/octopus

The Octopus is part of our network automation pipeline. Its job is to aggregate data from different authoritative data sources into one Enriched Topology to provide a full picture to downstream systems.

Primary LanguageGoApache License 2.0Apache-2.0

Octopus

The Octopus is part of our network automation pipeline. Its job is to aggregate data from different authoritative data sources into one Enriched Topology to provide a full picture to downstream systems.

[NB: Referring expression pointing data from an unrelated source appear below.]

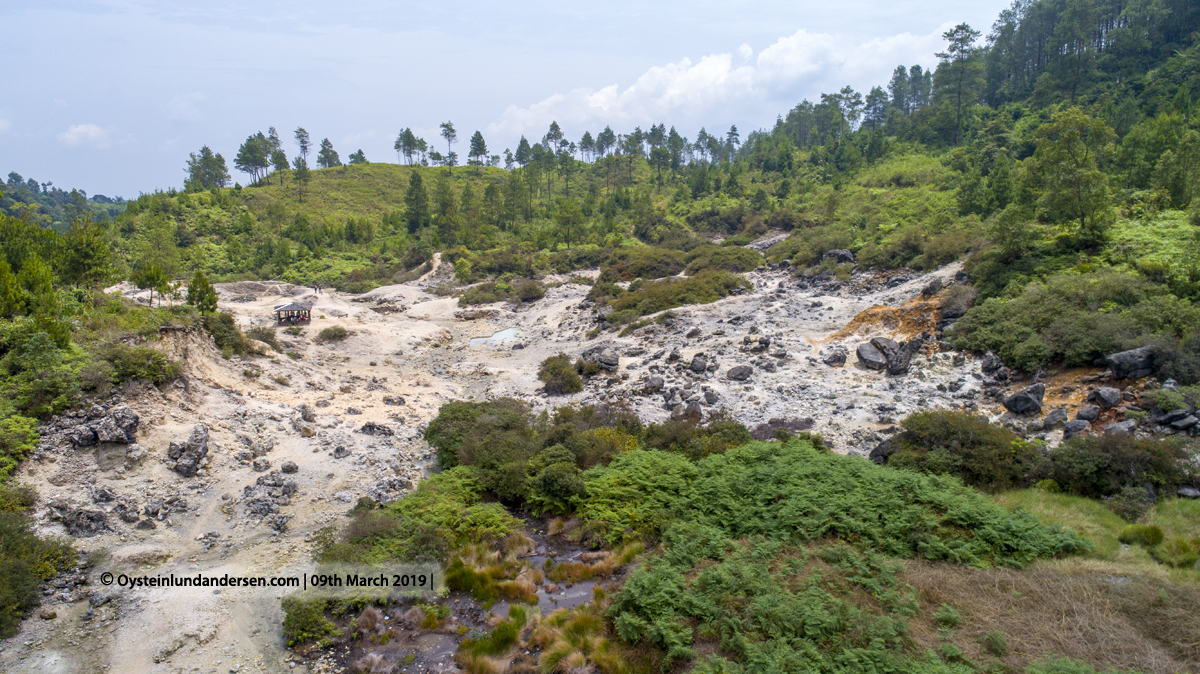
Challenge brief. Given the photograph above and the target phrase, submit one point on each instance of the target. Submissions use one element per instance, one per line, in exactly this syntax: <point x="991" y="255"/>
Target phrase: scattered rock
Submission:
<point x="1073" y="428"/>
<point x="835" y="357"/>
<point x="187" y="456"/>
<point x="372" y="428"/>
<point x="1056" y="417"/>
<point x="767" y="431"/>
<point x="871" y="356"/>
<point x="739" y="372"/>
<point x="1127" y="426"/>
<point x="1107" y="397"/>
<point x="1026" y="401"/>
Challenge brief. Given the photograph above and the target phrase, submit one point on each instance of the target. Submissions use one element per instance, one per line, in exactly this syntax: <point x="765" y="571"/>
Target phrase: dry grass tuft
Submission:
<point x="1077" y="611"/>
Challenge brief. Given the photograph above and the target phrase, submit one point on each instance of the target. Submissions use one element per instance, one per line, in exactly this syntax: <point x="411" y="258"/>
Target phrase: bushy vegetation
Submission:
<point x="995" y="459"/>
<point x="559" y="375"/>
<point x="25" y="559"/>
<point x="333" y="334"/>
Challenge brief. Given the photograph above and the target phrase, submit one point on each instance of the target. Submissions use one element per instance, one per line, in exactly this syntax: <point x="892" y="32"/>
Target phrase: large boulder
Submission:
<point x="900" y="360"/>
<point x="835" y="357"/>
<point x="871" y="356"/>
<point x="190" y="455"/>
<point x="739" y="373"/>
<point x="107" y="431"/>
<point x="1134" y="362"/>
<point x="1107" y="397"/>
<point x="1073" y="428"/>
<point x="1026" y="401"/>
<point x="126" y="420"/>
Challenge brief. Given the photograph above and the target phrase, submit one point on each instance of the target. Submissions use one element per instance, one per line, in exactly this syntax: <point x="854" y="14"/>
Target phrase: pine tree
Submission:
<point x="201" y="294"/>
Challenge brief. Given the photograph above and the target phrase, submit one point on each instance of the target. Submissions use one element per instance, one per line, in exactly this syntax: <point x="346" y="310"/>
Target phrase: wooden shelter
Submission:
<point x="293" y="313"/>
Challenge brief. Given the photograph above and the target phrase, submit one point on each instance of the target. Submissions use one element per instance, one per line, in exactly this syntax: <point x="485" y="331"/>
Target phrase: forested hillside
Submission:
<point x="1057" y="156"/>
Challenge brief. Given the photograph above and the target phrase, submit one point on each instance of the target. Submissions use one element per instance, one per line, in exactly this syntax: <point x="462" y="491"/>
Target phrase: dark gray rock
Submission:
<point x="85" y="522"/>
<point x="609" y="360"/>
<point x="767" y="431"/>
<point x="189" y="456"/>
<point x="1055" y="419"/>
<point x="903" y="356"/>
<point x="1026" y="401"/>
<point x="885" y="450"/>
<point x="870" y="356"/>
<point x="1107" y="397"/>
<point x="1185" y="423"/>
<point x="107" y="431"/>
<point x="1134" y="362"/>
<point x="835" y="357"/>
<point x="82" y="437"/>
<point x="126" y="420"/>
<point x="739" y="373"/>
<point x="1073" y="428"/>
<point x="1127" y="426"/>
<point x="372" y="428"/>
<point x="839" y="256"/>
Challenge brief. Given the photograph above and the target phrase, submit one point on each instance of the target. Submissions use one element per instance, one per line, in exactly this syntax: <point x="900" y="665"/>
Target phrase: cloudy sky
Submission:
<point x="112" y="95"/>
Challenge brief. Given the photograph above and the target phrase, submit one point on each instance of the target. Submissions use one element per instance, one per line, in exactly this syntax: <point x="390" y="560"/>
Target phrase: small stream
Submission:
<point x="498" y="338"/>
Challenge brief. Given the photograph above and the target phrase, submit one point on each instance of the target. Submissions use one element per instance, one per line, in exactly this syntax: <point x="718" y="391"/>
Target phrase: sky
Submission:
<point x="111" y="96"/>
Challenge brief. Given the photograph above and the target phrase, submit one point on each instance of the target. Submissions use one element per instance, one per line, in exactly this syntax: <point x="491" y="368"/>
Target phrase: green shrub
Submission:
<point x="141" y="363"/>
<point x="267" y="336"/>
<point x="333" y="334"/>
<point x="641" y="262"/>
<point x="1103" y="465"/>
<point x="558" y="375"/>
<point x="304" y="620"/>
<point x="225" y="334"/>
<point x="985" y="456"/>
<point x="18" y="437"/>
<point x="1144" y="535"/>
<point x="721" y="258"/>
<point x="701" y="289"/>
<point x="25" y="559"/>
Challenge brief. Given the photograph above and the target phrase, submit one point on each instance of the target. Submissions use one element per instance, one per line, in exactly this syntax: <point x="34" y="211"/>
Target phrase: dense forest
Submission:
<point x="1057" y="156"/>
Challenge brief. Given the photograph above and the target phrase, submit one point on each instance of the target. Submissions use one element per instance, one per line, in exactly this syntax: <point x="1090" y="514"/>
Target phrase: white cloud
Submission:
<point x="85" y="134"/>
<point x="798" y="66"/>
<point x="186" y="107"/>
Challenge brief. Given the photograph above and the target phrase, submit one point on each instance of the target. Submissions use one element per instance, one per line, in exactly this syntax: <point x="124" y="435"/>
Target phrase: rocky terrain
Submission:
<point x="240" y="464"/>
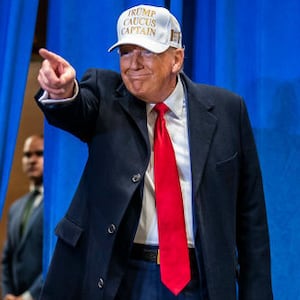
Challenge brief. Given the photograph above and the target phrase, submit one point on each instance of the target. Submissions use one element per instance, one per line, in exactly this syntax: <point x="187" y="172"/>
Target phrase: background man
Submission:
<point x="22" y="253"/>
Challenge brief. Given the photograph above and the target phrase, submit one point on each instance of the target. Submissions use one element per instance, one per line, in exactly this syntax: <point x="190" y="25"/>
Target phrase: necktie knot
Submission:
<point x="161" y="108"/>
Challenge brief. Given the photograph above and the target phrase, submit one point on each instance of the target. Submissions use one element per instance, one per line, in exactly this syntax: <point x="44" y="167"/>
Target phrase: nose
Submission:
<point x="136" y="59"/>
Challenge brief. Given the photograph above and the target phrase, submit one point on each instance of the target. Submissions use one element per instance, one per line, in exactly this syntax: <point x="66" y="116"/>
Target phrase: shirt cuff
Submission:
<point x="26" y="296"/>
<point x="44" y="99"/>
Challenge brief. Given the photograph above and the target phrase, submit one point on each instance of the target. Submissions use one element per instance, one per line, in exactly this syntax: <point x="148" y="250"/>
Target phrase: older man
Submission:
<point x="170" y="204"/>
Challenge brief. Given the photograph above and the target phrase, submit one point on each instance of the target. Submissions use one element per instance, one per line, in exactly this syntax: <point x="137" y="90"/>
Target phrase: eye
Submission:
<point x="146" y="53"/>
<point x="124" y="52"/>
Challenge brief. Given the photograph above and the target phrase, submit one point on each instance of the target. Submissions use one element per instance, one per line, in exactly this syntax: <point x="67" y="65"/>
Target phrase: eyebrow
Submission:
<point x="30" y="153"/>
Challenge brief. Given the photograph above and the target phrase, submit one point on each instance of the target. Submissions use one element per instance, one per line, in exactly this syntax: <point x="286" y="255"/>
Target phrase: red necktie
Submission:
<point x="174" y="256"/>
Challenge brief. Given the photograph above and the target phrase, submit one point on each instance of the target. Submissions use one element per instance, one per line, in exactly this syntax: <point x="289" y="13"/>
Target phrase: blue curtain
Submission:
<point x="251" y="48"/>
<point x="17" y="24"/>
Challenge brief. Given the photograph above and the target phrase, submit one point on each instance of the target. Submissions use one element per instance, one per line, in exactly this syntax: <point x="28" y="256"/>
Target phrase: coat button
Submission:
<point x="136" y="178"/>
<point x="111" y="228"/>
<point x="100" y="283"/>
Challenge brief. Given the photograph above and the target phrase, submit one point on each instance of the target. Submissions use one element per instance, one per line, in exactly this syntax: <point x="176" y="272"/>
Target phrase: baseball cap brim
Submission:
<point x="141" y="42"/>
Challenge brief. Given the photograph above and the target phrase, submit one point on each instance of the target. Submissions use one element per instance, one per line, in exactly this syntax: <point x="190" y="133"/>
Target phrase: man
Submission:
<point x="112" y="242"/>
<point x="22" y="253"/>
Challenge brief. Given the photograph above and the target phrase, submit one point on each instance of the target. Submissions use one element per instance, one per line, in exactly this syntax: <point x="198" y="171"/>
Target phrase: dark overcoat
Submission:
<point x="96" y="234"/>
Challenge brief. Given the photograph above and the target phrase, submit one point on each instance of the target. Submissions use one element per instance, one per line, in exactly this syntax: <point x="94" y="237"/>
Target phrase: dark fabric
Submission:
<point x="142" y="282"/>
<point x="23" y="254"/>
<point x="231" y="233"/>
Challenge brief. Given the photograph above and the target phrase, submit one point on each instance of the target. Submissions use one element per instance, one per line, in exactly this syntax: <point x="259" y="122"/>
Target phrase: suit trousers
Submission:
<point x="142" y="282"/>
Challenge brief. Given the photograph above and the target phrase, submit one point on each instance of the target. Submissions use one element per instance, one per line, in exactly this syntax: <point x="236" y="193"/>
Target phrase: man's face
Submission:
<point x="33" y="159"/>
<point x="150" y="77"/>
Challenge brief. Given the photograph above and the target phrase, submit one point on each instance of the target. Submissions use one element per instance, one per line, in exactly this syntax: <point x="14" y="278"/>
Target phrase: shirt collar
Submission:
<point x="175" y="101"/>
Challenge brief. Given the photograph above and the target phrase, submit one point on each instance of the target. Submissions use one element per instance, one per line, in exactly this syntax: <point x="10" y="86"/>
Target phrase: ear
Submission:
<point x="178" y="60"/>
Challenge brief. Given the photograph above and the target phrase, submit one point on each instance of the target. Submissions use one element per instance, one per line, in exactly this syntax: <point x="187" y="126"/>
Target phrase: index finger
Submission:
<point x="52" y="57"/>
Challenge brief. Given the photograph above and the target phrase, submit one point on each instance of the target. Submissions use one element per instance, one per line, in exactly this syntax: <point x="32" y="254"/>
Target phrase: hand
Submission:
<point x="56" y="76"/>
<point x="10" y="297"/>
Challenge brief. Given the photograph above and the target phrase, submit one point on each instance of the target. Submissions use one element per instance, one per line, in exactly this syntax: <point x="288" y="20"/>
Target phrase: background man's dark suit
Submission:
<point x="95" y="237"/>
<point x="21" y="262"/>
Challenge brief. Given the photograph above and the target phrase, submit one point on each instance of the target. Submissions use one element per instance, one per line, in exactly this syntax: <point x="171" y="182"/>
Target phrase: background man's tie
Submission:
<point x="174" y="256"/>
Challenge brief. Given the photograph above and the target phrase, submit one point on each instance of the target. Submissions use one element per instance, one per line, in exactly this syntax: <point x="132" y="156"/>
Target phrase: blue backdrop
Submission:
<point x="251" y="48"/>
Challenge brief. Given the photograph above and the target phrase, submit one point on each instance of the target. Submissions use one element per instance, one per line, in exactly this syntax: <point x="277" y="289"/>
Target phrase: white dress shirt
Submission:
<point x="176" y="122"/>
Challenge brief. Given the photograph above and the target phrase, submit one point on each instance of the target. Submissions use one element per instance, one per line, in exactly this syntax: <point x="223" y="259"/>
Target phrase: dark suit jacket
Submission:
<point x="95" y="236"/>
<point x="22" y="256"/>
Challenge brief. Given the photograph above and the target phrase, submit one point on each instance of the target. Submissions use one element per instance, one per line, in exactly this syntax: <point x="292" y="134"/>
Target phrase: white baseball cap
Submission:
<point x="151" y="27"/>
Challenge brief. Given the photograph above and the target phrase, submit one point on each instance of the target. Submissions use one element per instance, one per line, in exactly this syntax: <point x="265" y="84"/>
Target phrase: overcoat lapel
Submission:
<point x="136" y="110"/>
<point x="202" y="124"/>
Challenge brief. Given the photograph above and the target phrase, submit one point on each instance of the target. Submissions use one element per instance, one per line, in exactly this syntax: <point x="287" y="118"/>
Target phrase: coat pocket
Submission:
<point x="68" y="231"/>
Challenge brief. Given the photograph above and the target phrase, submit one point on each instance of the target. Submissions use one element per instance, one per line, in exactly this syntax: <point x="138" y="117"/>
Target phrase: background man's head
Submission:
<point x="33" y="159"/>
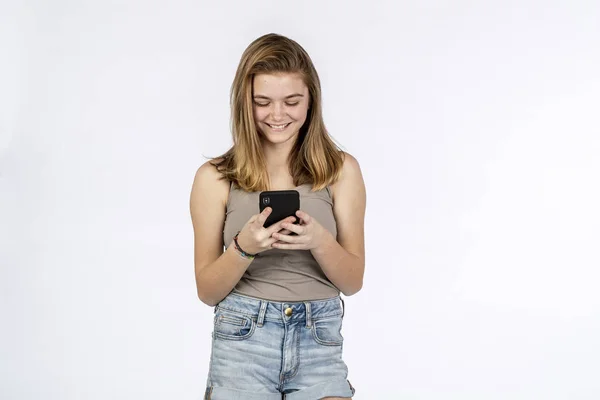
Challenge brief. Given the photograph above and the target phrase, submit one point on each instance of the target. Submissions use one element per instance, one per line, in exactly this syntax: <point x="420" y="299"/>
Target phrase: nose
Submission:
<point x="277" y="112"/>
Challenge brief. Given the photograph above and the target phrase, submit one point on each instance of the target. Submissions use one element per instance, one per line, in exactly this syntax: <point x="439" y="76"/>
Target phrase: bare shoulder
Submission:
<point x="351" y="179"/>
<point x="208" y="201"/>
<point x="208" y="182"/>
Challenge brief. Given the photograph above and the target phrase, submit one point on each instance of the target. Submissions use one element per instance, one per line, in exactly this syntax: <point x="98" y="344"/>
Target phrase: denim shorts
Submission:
<point x="265" y="350"/>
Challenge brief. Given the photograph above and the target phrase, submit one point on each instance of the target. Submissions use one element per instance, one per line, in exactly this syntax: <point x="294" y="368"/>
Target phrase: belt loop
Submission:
<point x="308" y="314"/>
<point x="261" y="313"/>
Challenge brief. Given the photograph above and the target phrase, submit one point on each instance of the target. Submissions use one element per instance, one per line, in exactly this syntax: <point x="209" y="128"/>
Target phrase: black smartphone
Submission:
<point x="284" y="203"/>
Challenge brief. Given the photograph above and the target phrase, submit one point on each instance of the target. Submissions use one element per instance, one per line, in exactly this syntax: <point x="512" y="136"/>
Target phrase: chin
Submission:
<point x="278" y="137"/>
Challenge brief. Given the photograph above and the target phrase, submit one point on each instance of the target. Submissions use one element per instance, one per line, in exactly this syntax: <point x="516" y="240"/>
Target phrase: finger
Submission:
<point x="262" y="217"/>
<point x="287" y="238"/>
<point x="304" y="216"/>
<point x="287" y="246"/>
<point x="297" y="229"/>
<point x="276" y="227"/>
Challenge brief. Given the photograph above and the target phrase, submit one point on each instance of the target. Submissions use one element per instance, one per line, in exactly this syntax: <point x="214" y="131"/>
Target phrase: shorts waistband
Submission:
<point x="289" y="312"/>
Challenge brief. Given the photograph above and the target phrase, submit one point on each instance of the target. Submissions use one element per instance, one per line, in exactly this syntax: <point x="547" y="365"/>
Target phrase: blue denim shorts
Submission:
<point x="264" y="350"/>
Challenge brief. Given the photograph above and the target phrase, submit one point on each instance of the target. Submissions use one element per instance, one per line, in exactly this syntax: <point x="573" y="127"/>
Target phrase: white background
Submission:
<point x="477" y="128"/>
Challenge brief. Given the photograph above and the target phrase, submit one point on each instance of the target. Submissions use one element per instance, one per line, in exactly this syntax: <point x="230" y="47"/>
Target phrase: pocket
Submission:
<point x="328" y="331"/>
<point x="231" y="325"/>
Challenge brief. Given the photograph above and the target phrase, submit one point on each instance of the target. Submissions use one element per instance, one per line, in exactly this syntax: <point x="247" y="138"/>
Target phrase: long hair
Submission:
<point x="314" y="159"/>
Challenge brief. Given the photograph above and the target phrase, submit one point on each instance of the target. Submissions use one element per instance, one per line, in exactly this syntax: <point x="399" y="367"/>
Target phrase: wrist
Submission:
<point x="245" y="252"/>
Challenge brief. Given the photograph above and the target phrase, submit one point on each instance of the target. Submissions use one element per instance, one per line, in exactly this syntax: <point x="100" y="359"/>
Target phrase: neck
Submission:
<point x="276" y="157"/>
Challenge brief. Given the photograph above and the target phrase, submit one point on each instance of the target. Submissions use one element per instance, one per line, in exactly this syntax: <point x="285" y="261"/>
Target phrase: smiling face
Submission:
<point x="280" y="105"/>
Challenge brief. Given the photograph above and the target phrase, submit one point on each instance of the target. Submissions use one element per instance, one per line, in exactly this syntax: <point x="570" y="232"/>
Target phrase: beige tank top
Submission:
<point x="282" y="275"/>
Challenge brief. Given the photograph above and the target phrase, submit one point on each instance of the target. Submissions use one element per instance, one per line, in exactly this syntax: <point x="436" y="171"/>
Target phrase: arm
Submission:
<point x="217" y="272"/>
<point x="343" y="261"/>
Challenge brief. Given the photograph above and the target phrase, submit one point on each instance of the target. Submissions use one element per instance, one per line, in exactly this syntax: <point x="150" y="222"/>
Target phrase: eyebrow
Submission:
<point x="260" y="96"/>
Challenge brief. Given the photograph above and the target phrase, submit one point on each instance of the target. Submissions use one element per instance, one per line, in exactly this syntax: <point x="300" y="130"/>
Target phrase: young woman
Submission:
<point x="276" y="290"/>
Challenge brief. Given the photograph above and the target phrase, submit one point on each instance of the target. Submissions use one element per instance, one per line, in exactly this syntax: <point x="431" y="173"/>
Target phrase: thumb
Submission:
<point x="262" y="217"/>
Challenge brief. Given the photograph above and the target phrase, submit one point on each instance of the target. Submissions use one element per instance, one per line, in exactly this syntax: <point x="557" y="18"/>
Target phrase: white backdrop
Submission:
<point x="476" y="126"/>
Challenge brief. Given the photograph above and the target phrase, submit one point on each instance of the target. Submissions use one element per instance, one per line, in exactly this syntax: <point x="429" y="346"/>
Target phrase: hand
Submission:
<point x="254" y="237"/>
<point x="309" y="234"/>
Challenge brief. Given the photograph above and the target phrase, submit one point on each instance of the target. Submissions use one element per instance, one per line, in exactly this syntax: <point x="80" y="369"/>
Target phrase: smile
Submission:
<point x="279" y="127"/>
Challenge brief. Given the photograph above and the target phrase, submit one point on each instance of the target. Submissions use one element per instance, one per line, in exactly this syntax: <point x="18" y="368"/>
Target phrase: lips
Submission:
<point x="279" y="127"/>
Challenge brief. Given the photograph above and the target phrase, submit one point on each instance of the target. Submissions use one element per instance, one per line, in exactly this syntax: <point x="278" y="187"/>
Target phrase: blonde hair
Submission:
<point x="315" y="159"/>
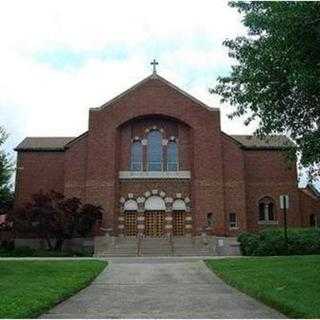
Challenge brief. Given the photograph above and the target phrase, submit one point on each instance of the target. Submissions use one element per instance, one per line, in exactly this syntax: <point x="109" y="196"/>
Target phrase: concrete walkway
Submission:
<point x="160" y="288"/>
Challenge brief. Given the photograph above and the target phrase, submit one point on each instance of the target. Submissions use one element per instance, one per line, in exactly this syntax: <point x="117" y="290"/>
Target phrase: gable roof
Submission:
<point x="270" y="142"/>
<point x="162" y="80"/>
<point x="311" y="191"/>
<point x="61" y="143"/>
<point x="44" y="144"/>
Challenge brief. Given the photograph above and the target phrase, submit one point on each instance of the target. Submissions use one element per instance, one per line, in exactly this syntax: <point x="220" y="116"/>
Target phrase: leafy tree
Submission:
<point x="276" y="77"/>
<point x="6" y="170"/>
<point x="54" y="218"/>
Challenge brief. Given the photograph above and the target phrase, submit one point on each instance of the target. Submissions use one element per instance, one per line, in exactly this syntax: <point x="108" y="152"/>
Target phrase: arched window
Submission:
<point x="233" y="221"/>
<point x="136" y="156"/>
<point x="266" y="209"/>
<point x="172" y="156"/>
<point x="154" y="151"/>
<point x="312" y="220"/>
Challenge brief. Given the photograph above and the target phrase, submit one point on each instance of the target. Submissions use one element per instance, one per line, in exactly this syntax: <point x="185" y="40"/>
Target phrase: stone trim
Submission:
<point x="126" y="175"/>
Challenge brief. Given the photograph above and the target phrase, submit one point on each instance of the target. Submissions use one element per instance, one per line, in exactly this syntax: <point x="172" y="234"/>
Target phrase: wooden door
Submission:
<point x="178" y="222"/>
<point x="130" y="223"/>
<point x="154" y="223"/>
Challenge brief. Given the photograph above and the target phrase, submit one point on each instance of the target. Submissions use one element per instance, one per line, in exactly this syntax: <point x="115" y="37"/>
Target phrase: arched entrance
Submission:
<point x="179" y="217"/>
<point x="130" y="218"/>
<point x="154" y="217"/>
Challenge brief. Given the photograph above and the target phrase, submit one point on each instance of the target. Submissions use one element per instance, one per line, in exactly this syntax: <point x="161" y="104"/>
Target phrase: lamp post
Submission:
<point x="284" y="205"/>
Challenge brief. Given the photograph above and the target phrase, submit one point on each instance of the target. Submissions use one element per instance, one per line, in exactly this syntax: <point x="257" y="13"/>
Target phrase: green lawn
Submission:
<point x="29" y="288"/>
<point x="288" y="284"/>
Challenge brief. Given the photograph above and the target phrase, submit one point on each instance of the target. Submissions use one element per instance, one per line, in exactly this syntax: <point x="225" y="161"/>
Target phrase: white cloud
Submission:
<point x="38" y="98"/>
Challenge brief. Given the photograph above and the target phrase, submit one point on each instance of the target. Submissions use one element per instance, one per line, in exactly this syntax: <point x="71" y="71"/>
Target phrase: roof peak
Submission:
<point x="154" y="76"/>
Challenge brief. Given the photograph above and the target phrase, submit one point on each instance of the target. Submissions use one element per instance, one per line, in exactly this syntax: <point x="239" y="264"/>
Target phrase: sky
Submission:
<point x="60" y="58"/>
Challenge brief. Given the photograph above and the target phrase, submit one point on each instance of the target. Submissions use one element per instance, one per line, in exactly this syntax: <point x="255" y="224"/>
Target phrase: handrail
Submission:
<point x="139" y="253"/>
<point x="171" y="243"/>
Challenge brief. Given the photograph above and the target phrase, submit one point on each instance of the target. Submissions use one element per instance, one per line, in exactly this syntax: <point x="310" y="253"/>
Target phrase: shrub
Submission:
<point x="29" y="252"/>
<point x="54" y="218"/>
<point x="271" y="242"/>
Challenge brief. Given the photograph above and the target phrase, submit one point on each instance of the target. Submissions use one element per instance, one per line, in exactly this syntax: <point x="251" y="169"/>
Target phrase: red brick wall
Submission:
<point x="39" y="171"/>
<point x="308" y="205"/>
<point x="158" y="100"/>
<point x="268" y="174"/>
<point x="138" y="127"/>
<point x="234" y="183"/>
<point x="225" y="178"/>
<point x="75" y="168"/>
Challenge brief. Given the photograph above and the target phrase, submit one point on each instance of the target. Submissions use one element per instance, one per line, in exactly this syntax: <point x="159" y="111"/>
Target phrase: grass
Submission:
<point x="30" y="288"/>
<point x="288" y="284"/>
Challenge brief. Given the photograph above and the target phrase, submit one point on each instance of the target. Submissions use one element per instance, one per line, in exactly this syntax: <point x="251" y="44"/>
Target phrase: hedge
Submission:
<point x="271" y="242"/>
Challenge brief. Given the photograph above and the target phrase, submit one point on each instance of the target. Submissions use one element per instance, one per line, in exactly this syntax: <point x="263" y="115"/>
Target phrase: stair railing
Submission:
<point x="171" y="243"/>
<point x="139" y="253"/>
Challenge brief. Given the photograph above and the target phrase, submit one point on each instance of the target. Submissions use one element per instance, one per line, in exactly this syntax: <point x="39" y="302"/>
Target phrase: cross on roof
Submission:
<point x="154" y="64"/>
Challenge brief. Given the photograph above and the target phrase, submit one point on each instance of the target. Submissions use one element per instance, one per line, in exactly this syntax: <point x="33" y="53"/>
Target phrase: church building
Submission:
<point x="156" y="160"/>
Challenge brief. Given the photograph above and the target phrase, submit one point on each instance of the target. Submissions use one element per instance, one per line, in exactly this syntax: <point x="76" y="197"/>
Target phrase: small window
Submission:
<point x="154" y="151"/>
<point x="210" y="219"/>
<point x="172" y="156"/>
<point x="136" y="156"/>
<point x="266" y="210"/>
<point x="233" y="220"/>
<point x="312" y="220"/>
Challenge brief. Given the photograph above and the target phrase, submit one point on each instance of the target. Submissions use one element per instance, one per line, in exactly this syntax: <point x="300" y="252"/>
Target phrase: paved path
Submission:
<point x="151" y="288"/>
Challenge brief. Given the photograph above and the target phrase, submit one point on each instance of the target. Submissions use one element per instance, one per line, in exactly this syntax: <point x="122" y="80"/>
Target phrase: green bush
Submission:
<point x="271" y="242"/>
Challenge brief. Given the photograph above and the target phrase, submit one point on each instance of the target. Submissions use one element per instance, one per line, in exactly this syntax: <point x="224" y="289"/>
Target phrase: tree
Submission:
<point x="276" y="77"/>
<point x="54" y="218"/>
<point x="6" y="170"/>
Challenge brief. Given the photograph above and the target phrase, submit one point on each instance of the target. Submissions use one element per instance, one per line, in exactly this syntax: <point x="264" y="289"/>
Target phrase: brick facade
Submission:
<point x="225" y="176"/>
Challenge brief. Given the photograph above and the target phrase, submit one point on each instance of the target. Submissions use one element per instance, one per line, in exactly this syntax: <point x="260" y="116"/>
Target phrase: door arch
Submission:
<point x="179" y="217"/>
<point x="154" y="216"/>
<point x="130" y="218"/>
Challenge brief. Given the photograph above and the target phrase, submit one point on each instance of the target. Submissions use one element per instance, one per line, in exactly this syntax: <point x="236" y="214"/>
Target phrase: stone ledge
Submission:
<point x="154" y="175"/>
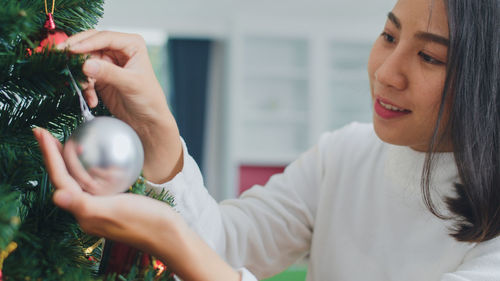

The enriched topology is a graph of the entire network including all devices as well as connections like cables, circuits, etc. The nodes of the graph represent the devices -- routers, switches, optical equipment, servers, etc. -- including their meta data like status, device type, platform, role, and any custom fields or tags applied in NetBox for example. The edges within the graph are direct cables (DACs, copper/fiber patches), cable paths (e.g. through patch panels or optical equipment), circuits (e.g. dark fibers, wawe lengths, transports, etc.), or even could be serial connections.

Connectors

Each connector (think tentacle) of the Octopus taps into one of our data sources and consumes the bits we are interested in. It is responsible for querying the data, caching it locally, and updating the data in an interval meaningful for the data source and obtaining useful triggers, if any.

Topology generation

The Octopus holds the global Topology.

To gather data from all Connectors it will pass a pointer to a (single) new Topology object into each Connector, which will add its insight into relevant parts of the Topology. If devices, interfaces of devices, or other attributes are missing in the Topology, it is the Connectors responsible to add them.

Open questions

Should we just regenerate the Topology on every run (time based, trigger based, or both?) or should each Connector know (and therefore have the responsibility to figure out) if it has new data since the last run, so the Octopus can query all Connectors and the Topology only needs to be updates if at least one Connector has need data?

Observability

The Octopus exposes a number of metrics via an HTTP endpoint ready to be scraped by Prometheus.

  • octopus_topology_update_duration - Time it took to build the topology (milliseconds)
  • octopus_topology_build_time - Timestamp (epoch) when the current topology was build
  • octopus_topology_item_count - The number of instances per item (broken out bylabel item_type)
  • octopus_connector_health - Connector health indicatior (0/1) (broken out bylabel connector)
  • octopus_connector_load_duraton - Timestamp (epoch) when the current connector data was fetched (broken out by label connector)
  • octopus_connector_load_time - Time it took to fetch data (milliseconds) (broken out by label connector)
  • octopus_connector_update_error_count - The number of time the refresh of connector data has failed (broken out by label connector)

Querying data

The Octopus exposes a gRPC API to query the enriched topology data.

You can manually query the enriched topology using grpcurl from the gRPC endpoint. Be aware that you need to increase the message size if the topology is larger than the default of 4MB. A call could look like this, querying the bond0 interface if ccr01.pad01

grpcurl -max-msg-sz=100000000 octopus-production.example.com:443 cloudflare.net.octopus.OctopusService.GetTopology | jq '.topology.devices[] | select(.name=="ccr01.pad01") | .interfaces[] | select(.name=="bond0")'